Schedule Recovery for Liner Shipping Service
Abstract
Container vessels in liner shipping are operated on closed-loop routes following a pre-announced schedule. In practice, when a vessel is sailed on the sea, there are lots of uncertain events which may delay a vessel from its original schedule, even if some uncertainty has been considered in the tactical network design. In this seminar, I will talk about two issues about schedule recovery.
We first consider the aftermath of a disruption that delays a vessel from its given schedule, aiming to design a scheme for the vessel to catch up with the schedule in an effective way. We consider different operational actions such as speeding up, port skipping, and port swapping. We approach the problem by nonlinear programming and obtain certain structural results of the optimal recovery schedule. For a major disruption, we develop dynamic programming algorithms on the discretized time space and provide a method to estimate a lower bound of the problem, which enables us to evaluate the relative error caused by the discretized time space in dynamic programming.

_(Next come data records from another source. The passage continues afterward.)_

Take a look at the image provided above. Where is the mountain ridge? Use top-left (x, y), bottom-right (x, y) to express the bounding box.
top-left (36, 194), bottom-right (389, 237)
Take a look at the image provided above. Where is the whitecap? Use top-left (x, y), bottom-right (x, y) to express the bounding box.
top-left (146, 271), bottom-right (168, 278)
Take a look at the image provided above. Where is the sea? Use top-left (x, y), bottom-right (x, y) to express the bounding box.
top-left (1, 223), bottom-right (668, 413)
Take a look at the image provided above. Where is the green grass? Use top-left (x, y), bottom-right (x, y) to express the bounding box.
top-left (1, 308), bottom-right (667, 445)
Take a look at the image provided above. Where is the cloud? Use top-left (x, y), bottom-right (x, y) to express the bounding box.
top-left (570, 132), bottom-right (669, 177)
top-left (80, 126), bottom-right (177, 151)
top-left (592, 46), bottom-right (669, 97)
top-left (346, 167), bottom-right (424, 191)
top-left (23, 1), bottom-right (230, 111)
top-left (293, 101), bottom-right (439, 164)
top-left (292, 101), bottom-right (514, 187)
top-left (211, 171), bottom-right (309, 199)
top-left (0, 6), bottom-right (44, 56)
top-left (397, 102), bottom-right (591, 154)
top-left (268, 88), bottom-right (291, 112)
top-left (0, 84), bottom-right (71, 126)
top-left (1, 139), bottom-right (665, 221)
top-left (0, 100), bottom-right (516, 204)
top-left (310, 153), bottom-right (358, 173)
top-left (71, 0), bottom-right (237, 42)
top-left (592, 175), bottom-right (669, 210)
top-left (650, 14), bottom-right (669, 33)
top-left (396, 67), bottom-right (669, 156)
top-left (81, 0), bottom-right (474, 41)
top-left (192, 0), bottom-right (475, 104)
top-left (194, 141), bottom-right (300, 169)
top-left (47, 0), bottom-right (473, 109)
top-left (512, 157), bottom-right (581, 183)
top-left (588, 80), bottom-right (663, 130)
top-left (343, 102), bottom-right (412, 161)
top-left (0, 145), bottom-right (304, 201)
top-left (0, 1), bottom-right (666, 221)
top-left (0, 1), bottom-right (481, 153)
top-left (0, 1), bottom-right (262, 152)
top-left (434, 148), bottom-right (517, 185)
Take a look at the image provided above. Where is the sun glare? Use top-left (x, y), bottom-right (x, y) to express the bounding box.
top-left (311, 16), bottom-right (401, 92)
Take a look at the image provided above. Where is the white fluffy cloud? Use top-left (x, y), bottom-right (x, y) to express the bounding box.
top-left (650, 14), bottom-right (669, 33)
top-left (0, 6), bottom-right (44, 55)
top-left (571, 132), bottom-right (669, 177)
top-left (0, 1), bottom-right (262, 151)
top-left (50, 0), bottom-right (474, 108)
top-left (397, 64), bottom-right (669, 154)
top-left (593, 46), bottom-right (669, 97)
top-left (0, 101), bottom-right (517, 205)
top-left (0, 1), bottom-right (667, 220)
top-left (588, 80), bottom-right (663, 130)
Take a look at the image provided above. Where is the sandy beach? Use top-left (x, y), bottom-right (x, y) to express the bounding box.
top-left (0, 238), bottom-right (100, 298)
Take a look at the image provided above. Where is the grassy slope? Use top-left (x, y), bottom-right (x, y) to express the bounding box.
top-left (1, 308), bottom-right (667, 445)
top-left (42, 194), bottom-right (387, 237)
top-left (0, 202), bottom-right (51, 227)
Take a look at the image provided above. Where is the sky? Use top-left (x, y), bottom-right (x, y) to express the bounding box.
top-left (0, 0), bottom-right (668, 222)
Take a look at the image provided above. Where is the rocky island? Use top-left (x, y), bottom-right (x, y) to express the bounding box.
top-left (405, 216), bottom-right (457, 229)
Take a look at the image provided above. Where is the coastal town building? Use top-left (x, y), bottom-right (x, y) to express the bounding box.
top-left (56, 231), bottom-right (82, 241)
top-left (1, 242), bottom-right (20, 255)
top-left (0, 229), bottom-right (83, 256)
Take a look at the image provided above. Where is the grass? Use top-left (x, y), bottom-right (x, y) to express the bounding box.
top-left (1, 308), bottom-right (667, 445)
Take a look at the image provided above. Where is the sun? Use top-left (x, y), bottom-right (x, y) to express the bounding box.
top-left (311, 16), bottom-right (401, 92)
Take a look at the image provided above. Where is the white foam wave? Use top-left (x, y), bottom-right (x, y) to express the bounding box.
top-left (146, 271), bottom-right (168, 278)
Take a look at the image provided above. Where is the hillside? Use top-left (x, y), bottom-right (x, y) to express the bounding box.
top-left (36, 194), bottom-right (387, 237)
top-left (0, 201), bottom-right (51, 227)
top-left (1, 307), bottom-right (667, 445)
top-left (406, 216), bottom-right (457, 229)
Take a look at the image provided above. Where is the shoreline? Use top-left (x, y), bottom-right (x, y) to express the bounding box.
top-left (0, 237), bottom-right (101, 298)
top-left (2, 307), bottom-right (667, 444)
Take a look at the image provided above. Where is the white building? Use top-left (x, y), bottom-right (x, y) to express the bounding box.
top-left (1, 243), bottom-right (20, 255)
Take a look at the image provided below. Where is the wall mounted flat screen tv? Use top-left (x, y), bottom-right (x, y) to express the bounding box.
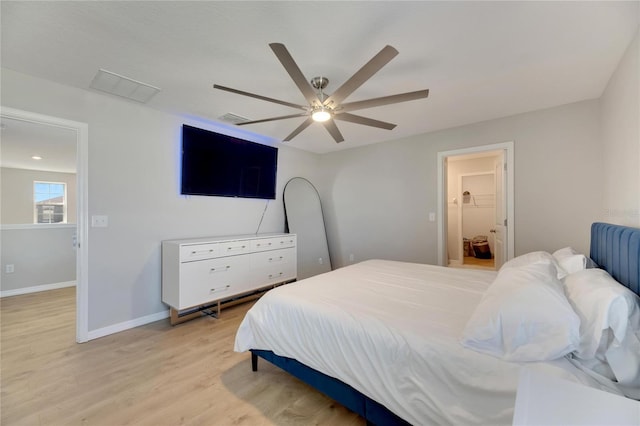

Then we move on to consider the case where the vessel faces a forecasted incoming disruption. The decision is to make proactive actions for future uncertainties. One important contribution of this work is to explicitly distinguish two types of uncertainties in liner shipping, and propose different strategies to handle them. The problem can be formulated as a multi-stage stochastic control problem that minimizes the total expected fuel cost and delay penalty. For regular uncertainties, we develop the properties of the optimal control policy; then we show how an emerging disruption may change the control policies. We also provide a wide range of numerical studies to verify the analytical results and demonstrate the effectiveness of the model.